Solve LLM illusion in a conversation, customer-facing use case

Or: Why “we can shut down a generation” may be the smartest question in generating AI
Not long ago, I found myself meeting with technology leaders in large enterprises. We are discussing Parlant as a solution to build a fluent but tightly controlled dialogue agent. The conversation went well – until someone asked a question that caught me completely off guard:
“Can we use Parlant when we shut down the first generation part?”
At first, I honestly meant that was a misunderstanding. Generated AI agents…no generation? It sounds contradictory.
But I stopped. And the more I think about it, the more meaningful the question becomes.
High bets for customer-facing AI
These teams did not play with the demo. Their AI agents are destined to produce – communicate directly with millions of users every month. In this environment, even an error rate of 0.01% is unacceptable. When the result can be compliance failure, legal risk or brand damage, one of ten thousand bad interactions is too many.
On this scale, “very good” is not good enough. Although LLM has come a long way, their free forms still introduce uncertainty – practice, unexpected tone and fact drift.
So no, this question is not ridiculous. Actually it is the key.
Changes in perspective
Later that night, I was thinking. This question makes more sense than I initially realized because these organizations are not lacking in resources or expertise.
In fact, they have full-time conversation designers. These are the responses of trained professionals who can design agency behaviors, produce interactions, and write that are completely aligned with brand voices and legal requirements and enable customers to actually interact with AI – in practice, it’s no easy task!
So, they are not asking for a generation to be shut down out of fear – they ask for it to be shut down because they want and can control their hands.
That was the time to hit me: we kept throwing away the “generated AI agent” incorrectly.
They aren’t necessarily about the generation of open tokens. They are about adaptation: responding to input in context through intelligence. Whether these responses are directly from llm by word or from the planned response bank does not actually matter. What matters is whether they are suitable: compliant, context, clarity and useful.

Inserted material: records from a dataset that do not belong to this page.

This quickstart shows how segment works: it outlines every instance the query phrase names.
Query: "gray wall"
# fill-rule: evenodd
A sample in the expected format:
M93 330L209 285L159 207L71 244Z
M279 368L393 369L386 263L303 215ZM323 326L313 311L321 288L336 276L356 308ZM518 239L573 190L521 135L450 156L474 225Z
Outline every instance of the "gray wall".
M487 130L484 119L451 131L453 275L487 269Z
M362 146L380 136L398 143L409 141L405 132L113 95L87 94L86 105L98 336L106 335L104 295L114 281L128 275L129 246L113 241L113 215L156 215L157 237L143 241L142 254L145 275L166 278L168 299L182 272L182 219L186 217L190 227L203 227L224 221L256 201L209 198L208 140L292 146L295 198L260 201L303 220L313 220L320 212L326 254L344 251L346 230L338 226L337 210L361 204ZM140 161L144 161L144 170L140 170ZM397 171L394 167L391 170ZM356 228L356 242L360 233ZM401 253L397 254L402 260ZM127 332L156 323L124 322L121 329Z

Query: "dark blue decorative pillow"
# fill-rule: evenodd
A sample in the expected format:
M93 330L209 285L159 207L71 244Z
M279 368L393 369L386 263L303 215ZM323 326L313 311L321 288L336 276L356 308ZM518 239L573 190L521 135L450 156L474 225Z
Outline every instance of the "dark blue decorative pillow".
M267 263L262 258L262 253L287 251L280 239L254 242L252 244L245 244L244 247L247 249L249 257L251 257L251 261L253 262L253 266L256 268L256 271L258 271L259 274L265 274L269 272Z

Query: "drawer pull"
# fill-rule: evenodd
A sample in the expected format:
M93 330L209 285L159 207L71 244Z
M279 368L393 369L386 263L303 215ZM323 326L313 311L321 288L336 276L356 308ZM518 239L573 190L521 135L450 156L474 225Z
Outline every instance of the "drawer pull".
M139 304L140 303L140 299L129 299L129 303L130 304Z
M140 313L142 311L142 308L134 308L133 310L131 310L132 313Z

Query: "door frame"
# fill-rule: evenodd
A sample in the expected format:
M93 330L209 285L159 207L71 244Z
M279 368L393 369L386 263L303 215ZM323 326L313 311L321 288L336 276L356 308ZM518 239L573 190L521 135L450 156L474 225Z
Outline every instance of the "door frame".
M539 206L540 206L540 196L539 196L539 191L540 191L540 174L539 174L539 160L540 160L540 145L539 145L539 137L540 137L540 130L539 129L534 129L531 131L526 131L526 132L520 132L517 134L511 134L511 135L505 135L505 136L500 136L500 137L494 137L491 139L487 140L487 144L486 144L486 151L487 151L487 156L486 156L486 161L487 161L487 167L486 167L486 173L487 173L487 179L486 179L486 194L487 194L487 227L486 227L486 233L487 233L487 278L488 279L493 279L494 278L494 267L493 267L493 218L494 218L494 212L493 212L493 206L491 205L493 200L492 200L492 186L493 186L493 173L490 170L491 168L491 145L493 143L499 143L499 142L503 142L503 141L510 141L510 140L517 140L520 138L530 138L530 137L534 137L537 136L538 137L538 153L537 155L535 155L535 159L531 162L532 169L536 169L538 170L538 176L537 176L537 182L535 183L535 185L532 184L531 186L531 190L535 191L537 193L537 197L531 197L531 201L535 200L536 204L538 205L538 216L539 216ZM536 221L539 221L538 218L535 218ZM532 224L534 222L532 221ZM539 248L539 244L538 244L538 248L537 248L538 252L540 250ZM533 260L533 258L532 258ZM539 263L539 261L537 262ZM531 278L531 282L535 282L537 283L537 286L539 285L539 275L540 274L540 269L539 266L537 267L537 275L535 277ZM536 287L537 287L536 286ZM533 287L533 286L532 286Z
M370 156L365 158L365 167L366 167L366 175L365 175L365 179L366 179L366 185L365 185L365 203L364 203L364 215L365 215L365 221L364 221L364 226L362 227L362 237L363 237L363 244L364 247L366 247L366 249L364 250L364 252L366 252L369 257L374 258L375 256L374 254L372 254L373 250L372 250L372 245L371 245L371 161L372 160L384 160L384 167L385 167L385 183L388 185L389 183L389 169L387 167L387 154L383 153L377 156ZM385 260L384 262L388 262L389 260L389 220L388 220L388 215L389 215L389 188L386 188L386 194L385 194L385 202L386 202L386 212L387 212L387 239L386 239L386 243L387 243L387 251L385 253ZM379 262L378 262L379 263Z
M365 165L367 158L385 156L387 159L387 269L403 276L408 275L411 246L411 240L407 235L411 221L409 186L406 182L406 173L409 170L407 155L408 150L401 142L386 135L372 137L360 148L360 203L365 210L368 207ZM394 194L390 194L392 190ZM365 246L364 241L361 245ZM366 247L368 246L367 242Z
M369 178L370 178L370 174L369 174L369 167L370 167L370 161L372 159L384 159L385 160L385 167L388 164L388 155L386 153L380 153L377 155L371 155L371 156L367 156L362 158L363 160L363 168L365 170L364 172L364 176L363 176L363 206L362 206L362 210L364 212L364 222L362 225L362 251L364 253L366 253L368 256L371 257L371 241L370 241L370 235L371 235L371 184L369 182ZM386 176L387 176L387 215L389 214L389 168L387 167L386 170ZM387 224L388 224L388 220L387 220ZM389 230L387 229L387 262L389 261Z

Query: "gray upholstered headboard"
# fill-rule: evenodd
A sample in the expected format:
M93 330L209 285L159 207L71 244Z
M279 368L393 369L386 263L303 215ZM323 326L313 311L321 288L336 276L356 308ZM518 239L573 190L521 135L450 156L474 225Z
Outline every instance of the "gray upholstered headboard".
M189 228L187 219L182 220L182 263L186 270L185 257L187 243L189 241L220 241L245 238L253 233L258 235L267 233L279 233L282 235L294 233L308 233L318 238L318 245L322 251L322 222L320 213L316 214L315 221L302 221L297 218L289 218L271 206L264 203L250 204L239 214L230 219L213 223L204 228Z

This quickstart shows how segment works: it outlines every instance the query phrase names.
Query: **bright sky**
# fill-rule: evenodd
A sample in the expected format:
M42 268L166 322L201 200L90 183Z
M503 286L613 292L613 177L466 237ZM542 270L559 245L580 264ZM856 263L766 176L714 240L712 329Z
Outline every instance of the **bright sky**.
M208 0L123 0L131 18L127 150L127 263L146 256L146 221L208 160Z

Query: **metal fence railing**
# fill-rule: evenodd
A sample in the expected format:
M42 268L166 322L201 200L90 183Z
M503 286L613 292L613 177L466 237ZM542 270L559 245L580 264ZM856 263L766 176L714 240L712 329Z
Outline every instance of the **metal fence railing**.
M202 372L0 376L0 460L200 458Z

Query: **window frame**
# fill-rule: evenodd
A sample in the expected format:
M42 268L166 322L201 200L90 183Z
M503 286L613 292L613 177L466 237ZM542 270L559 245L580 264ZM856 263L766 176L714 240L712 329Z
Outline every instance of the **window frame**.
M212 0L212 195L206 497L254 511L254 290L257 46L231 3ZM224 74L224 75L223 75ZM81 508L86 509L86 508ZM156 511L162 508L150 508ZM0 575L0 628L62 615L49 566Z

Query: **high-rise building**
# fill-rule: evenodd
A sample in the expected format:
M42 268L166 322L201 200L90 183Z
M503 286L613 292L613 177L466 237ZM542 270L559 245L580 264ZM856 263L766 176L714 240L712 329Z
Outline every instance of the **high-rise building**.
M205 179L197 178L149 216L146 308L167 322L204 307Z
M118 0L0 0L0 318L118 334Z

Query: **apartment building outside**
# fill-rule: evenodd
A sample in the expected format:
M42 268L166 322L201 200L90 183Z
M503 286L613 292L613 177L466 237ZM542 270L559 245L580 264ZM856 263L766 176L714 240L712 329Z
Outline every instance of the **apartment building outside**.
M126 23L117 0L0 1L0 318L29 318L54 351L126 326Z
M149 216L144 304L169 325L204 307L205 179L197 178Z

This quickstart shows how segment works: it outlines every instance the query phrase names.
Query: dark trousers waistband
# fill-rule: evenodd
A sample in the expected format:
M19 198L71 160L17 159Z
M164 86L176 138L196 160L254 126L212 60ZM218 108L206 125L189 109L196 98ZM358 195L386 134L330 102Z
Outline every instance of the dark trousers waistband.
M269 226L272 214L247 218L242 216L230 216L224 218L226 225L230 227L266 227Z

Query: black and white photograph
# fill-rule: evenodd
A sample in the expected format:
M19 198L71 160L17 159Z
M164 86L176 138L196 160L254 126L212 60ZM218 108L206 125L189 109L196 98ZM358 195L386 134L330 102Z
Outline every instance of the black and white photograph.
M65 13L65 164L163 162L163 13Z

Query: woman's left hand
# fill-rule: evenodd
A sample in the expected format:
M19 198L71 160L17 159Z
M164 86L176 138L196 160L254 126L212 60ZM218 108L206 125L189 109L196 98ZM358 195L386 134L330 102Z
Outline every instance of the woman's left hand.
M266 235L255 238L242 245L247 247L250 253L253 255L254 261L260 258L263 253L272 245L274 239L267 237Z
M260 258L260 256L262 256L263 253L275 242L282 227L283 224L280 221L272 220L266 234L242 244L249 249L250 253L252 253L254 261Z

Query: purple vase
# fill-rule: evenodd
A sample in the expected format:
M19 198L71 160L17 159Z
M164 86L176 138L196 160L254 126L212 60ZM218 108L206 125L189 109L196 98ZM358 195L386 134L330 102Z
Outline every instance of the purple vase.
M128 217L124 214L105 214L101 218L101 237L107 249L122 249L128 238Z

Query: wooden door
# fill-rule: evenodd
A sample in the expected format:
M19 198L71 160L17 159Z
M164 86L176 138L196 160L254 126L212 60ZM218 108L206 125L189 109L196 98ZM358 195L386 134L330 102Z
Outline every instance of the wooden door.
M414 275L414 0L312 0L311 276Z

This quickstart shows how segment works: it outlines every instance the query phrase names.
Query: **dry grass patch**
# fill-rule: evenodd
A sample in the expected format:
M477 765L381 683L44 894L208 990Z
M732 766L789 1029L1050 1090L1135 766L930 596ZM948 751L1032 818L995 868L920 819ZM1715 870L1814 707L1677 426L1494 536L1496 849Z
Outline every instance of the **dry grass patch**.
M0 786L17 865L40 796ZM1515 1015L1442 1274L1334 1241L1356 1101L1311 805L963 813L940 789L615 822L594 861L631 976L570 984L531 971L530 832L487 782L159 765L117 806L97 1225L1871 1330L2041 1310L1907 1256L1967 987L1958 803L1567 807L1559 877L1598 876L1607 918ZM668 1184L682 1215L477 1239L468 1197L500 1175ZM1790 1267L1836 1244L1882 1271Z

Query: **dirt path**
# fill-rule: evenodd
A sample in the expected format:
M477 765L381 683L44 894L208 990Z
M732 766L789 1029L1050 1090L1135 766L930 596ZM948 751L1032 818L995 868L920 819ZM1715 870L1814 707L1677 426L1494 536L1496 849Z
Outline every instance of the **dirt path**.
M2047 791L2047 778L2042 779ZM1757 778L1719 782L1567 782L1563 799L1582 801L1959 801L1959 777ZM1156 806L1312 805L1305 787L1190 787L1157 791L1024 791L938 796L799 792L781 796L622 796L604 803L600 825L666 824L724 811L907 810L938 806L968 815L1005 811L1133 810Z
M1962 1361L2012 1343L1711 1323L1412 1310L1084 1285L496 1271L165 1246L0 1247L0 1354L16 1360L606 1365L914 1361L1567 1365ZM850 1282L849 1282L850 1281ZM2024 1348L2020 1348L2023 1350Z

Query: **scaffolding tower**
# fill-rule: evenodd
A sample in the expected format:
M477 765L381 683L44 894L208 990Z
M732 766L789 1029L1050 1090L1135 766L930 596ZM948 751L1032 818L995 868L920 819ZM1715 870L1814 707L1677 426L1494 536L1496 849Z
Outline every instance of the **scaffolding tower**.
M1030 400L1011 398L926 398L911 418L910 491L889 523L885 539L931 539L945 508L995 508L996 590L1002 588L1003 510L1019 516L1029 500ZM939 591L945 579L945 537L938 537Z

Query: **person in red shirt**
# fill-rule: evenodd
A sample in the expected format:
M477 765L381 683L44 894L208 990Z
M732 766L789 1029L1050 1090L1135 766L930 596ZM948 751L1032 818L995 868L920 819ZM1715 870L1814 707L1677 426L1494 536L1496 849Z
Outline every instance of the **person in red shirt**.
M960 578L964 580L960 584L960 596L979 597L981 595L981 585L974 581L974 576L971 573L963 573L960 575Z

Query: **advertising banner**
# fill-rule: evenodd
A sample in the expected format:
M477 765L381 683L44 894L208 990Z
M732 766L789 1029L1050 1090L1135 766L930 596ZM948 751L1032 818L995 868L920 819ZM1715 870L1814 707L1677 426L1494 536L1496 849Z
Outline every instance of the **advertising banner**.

Hidden keys for hallucination problems
Everyone is looking for fixes for hallucinations. It’s a radical idea: we think it’s already here.
Conversation with the designer.
Like many businesses already do, the conversation designers on your team can not only alleviate the illusion of output, but you are actually ready to eliminate them altogether.
They also bring clarity into customer interactions. deliberately. A fascinating voice. Moreover, the interactions they create can be more effective than Foundation LLM because (itself) LLM (itself) doesn’t sound right in the case of customer facing (itself).
So, I realized why not try a system remodel of the creation with band-aids: Why not bake it to Palant from scratch? After all, Parlant is related to design authority and control. This is to provide the right people with tools to shape the behavior of AI in the world. It’s a perfect match, especially for these enterprise use cases, which can make a lot of money from adaptive conversations if they can trust with real customers.
From insight to product: matching words
That was the breakthrough moment that prompted us to build our puzzle.
Discourse templates allow designers to provide liquid, context-aware templates with proxy responses: a response that feels natural but fully reviewed, versioned and managed. This is a structured way to maintain adaptability like LLM while mastering what is actually said.
Under the hood, the discourse template works in the three-stage process:
- Agents draft fluid information based on current situational awareness (interactions, guides, tool results, etc.).
- According to the draft message, it matches the closest discourse template in your discourse store
- The engine uses variables provided by the tool to replace the matching discourse template (in Jinja2 format as Jinja2 format)
We immediately know that this will work perfectly with Parlant’s hybrid model: a tool for software developers to build reliable agents while allowing business and interactive experts to define how these agents behave. The guy from that particular business also knew immediately that this would be OK.
Conclusion: Authorize the right person
The future of conversational AI is not about removing people from the loop. It’s about empowering the right people to shape and continually improve what AI says and what it says.
With Parlant, the answer can be: the people who know your brand, customers, and your responsibilities.
So the only ridiculous thing is my initial response. Turning off (or at least controlling large-scale control) in customer-facing interactions: This is not ridiculous. It’s probably what it should be. At least in our opinion!
Disclaimer: The views and opinions expressed in this guest article are the author’s views and do not necessarily reflect the official policies or positions of Marktechpost.

Yam Marcovitz is the technical leader and CEO of EMCIE at Parlant. YAM’s background is an experienced software builder with extensive experience in mission-critical software and system architecture, providing a unique approach to developing unique approaches to controllable, predictable and consistent AI systems.